The guards moved through the chamber with cold, dispassionate efficiency. They ignored the living, for now. They knelt by each of the fifty-nine corpses, checking for pulses with a gloved hand. Confirming death, they would then lift the rod. A blue arc of electricity would crackle from its tip, contacting the body. There was no dramatic convulsion—the bodies were already dead. Instead, the flesh seemed to desiccate slightly, the life force, or whatever residue remained, seemingly siphoned out. It was a final, post-mortem violation.

Once processed, two other guards would haul the body away, dragging it through the panels that vanished and reappeared behind them.

The survivors watched, too stunned, too broken to protest. This was the "recycling." The strong had been refined. The weak had been… processed.

Once the dead were cleared, the guards turned their attention to the living. They moved through the crowd, their intent clear. The trial was over; they were being returned to their boxes.

A guard approached Derek's group. Its silvered visor reflected their battered, bloodied faces back at them—a distorted image of their own despair. It pointed its rod at Jordan, who was leaning heavily on Leo, his face pale.

"He needs medical attention!" Derek pleaded, his voice cracking.

The guard gave no indication of hearing. It simply gestured with the rod towards an open panel.

Another guard moved towards Maya. Eva tightened her grip, baring her teeth in a silent snarl. "Don't touch her."

The guard paused. Its head tilted, a small, mechanical gesture. It seemed to recognize her. It then made a series of quick, subtle hand signals to another guard. The response was a single nod.
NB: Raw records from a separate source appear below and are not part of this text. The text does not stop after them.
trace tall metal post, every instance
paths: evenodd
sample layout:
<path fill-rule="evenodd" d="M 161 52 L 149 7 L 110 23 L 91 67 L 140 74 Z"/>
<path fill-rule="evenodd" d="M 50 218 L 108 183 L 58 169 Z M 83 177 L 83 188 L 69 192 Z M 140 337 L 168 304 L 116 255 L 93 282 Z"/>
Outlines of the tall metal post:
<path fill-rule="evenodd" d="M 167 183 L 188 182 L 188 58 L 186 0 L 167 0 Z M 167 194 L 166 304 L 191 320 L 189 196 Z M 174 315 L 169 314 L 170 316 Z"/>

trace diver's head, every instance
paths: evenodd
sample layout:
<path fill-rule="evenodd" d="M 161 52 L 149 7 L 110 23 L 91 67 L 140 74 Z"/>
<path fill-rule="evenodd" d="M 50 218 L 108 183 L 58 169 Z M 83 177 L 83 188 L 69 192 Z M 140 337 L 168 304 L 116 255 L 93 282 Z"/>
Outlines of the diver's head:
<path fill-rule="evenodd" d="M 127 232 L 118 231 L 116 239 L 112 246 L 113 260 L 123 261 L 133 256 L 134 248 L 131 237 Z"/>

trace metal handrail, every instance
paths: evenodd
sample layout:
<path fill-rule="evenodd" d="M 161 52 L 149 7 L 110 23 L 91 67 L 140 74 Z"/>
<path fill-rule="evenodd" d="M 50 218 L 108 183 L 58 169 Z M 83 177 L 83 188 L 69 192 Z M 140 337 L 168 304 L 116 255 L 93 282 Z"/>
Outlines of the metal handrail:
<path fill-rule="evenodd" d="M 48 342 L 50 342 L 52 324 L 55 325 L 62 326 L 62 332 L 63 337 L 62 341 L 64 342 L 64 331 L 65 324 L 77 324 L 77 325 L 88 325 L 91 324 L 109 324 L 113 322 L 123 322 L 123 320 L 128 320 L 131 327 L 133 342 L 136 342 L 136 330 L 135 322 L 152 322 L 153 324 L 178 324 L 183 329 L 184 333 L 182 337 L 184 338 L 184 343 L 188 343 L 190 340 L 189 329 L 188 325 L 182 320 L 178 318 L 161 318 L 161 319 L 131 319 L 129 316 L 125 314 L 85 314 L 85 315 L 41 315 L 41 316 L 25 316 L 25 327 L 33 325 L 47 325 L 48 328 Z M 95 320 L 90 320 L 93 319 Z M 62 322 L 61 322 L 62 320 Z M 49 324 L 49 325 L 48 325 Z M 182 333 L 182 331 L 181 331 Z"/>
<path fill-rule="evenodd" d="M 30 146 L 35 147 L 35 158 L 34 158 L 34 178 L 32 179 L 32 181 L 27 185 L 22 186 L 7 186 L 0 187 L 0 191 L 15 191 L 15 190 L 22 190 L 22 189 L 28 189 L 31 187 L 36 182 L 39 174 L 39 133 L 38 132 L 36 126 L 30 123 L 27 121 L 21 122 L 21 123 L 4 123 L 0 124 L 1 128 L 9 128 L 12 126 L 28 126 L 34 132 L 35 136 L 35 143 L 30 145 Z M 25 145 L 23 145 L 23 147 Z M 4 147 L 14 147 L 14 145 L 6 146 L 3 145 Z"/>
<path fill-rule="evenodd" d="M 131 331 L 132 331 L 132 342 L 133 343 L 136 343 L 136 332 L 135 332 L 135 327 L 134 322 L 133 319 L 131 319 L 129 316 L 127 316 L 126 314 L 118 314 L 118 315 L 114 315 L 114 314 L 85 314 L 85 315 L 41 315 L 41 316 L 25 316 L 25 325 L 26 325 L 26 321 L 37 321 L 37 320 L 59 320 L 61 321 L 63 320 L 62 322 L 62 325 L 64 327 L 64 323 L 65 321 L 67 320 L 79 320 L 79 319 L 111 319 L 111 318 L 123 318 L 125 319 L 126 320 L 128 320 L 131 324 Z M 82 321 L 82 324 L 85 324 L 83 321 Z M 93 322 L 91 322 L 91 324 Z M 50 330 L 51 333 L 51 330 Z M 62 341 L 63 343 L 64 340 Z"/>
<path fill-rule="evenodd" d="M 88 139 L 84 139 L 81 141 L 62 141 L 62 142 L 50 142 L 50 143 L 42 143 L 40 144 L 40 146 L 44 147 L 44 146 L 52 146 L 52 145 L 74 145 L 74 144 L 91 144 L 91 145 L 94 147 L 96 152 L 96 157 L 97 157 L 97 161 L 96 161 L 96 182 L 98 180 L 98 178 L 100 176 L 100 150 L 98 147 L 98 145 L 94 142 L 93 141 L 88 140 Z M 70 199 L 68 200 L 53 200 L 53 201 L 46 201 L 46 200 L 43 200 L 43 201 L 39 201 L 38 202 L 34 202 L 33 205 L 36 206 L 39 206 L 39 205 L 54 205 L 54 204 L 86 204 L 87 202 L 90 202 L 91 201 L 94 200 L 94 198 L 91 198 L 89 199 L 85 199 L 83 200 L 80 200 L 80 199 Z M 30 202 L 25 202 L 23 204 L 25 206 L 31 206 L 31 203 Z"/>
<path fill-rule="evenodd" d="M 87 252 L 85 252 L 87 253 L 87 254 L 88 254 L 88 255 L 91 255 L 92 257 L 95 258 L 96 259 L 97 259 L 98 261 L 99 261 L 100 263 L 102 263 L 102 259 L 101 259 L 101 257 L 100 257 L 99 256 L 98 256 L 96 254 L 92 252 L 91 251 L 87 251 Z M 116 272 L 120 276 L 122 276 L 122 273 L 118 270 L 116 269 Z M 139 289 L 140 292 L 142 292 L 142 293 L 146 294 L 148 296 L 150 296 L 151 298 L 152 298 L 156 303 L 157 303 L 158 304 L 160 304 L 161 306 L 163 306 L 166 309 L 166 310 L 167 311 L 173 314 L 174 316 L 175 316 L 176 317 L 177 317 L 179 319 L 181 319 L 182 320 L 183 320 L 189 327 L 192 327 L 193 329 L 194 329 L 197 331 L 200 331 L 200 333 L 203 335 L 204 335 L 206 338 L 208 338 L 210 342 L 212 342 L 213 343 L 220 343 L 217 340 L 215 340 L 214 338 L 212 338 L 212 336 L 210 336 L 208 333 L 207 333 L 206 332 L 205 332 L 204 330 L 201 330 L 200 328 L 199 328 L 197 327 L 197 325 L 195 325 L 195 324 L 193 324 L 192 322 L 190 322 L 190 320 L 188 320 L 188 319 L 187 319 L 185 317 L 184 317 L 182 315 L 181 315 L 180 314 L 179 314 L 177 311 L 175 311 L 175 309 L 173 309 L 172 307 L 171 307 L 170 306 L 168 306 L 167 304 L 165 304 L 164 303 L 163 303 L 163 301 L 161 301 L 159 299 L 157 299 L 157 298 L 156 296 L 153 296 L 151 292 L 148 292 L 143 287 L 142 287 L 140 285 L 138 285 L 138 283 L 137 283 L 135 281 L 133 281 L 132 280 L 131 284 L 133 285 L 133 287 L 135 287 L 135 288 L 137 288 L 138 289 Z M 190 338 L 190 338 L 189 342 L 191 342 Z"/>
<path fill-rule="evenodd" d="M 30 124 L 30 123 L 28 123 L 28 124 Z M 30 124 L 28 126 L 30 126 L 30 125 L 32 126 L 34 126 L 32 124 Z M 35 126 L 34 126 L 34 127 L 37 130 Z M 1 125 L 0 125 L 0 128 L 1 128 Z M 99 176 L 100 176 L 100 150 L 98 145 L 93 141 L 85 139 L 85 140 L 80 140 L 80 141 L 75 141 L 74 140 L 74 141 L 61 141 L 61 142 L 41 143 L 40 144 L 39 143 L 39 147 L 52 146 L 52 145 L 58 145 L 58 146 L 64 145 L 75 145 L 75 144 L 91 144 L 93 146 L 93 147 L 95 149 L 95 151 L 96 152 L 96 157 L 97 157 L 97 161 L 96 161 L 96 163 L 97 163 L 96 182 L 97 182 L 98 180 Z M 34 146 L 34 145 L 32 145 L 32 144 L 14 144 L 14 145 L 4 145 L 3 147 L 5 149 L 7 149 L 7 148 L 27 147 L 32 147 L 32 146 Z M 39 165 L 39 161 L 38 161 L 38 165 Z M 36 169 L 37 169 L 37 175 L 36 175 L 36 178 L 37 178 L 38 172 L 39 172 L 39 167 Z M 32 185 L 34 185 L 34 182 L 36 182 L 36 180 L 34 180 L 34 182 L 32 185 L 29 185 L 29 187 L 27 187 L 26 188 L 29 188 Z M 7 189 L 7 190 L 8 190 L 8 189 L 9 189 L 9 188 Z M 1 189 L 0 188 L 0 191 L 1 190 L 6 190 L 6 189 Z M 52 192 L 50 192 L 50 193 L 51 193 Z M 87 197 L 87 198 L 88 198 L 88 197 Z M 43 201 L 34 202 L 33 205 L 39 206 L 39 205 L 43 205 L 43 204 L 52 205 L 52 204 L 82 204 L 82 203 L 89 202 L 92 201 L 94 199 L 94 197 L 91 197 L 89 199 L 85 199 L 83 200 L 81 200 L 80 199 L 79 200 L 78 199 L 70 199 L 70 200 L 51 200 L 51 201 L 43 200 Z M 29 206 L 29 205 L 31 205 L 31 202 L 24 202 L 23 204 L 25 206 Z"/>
The first guard bypassed Maya and Eva, moving instead to corral Leo and the wounded Jordan.

They were being separated.

"No! Stay together!" Leo shouted, struggling against the guard that pulled him away. His eyes met Derek's, wide with a fresh kind of terror—the fear of being alone again.

Jordan offered no resistance, his strength spent. He just looked at Derek, a silent apology in his eyes, before he was hauled away through a different panel.

Derek felt a hand on his arm. It was a guard, its grip like iron. He was pulled away from Eva and Maya, towards a third opening.

"Derek!" Maya cried out, her voice a weak thread of sound.

He looked back, his heart tearing in two. Eva held his gaze for a long second, her expression grim. "Survive," she mouthed, the word a command and a plea.

Then, he was through the panel. The white chamber vanished, replaced by a narrow, dimly lit corridor. The guard shoved him forward. He stumbled, his mind reeling. The last thing he saw before the panel slid shut was Wolfen Welfric, still sitting calmly in the now-empty center of the chamber. A single guard stood before him, not with a rod raised, but simply waiting. As if for an order.

Then, darkness. And the hum of the facility, a sound that was now the soundtrack of his nightmare. They were back in their cells. The Culling was over. But the message was seared into their brains: their lives were data. Their bonds were variables. And their humanity was the one thing the Architects were determined to engineer out of them.